Dear Ron Paul Supporters Who Are Flooding My Inbox Today:
The best way to lose any credibility in pitching a story—or in your case, more coverage of your preferred candidate—is to suggest conspiratorially that your story is being censored, “blacked out” (whatever that means), or intentionally ignored by the media at large because you are not seeing the coverage you want. I don’t know who told you this was a good idea. You’re telling me that I’m not doing my job while telegraphing the fact that you don’t have a clue what that job is. (Hint: it’s not to promote losing candidates on the basis that they wouldn’t be losing if we were writing about them.)
If your candidate is being under-covered—and I’d wager that he’s isn’t—it’s because every objective indicator suggests that at this point in the race he doesn’t have an ice cube’s chance in hell at winning the Republican nomination. He’s getting less coverage right now for the same reason that Tim Pawlenty, Michelle Bachmann and all of the other candidates who seemed like possibilities at the beginning of the race are also getting less coverage. If your candidate manages to make an out-of-nowhere comeback, you’ll see more coverage.

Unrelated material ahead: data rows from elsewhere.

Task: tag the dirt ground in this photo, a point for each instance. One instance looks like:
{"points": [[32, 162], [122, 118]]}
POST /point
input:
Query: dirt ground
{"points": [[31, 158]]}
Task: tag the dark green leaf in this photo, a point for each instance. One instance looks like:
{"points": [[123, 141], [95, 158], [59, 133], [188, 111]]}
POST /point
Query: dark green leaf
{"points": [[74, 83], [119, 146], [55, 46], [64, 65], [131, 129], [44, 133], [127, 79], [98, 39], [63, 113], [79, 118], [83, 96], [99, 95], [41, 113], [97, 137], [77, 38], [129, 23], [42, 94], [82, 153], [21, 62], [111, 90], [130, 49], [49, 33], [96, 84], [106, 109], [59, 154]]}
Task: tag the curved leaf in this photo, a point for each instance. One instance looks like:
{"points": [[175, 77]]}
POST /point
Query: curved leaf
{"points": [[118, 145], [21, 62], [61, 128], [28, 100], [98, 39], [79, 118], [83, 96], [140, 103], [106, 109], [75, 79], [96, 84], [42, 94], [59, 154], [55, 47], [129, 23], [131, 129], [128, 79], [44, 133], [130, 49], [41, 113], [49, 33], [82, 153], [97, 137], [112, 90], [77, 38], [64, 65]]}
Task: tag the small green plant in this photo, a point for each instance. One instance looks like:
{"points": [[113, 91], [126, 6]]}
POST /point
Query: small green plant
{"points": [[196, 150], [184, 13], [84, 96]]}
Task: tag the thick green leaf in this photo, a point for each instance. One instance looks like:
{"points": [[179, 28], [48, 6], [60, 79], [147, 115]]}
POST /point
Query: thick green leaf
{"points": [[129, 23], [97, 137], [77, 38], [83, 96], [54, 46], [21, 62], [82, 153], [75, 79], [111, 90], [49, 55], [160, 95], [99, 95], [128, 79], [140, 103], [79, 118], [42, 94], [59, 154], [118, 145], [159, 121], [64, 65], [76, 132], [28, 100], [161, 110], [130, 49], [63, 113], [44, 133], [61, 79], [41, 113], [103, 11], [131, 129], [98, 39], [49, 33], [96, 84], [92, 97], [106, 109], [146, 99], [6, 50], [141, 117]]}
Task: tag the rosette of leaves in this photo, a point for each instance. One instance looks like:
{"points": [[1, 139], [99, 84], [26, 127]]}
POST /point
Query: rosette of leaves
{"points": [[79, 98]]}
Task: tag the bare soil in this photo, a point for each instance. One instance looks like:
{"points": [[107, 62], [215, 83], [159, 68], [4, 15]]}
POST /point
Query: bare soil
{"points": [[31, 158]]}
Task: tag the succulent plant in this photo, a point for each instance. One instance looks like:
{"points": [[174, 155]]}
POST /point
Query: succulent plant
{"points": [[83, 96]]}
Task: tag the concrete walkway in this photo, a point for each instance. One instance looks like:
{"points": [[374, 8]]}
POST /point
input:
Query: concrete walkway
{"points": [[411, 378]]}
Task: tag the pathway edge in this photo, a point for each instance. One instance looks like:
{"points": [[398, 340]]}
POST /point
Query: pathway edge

And for those of you who have pointed out that more media coverage would facilitate more awareness of Ron Paul, that’s true, but facilitating awareness of your extremely-unlikely prospective nominee is not the job of any news organization. You completely misunderstand the objectives of journalism. Making Ron Paul more visible is the job of Mr. Paul’s fundraisers, campaign managers and marketing people. If you think he’s not getting enough visibility, complain to them, not me.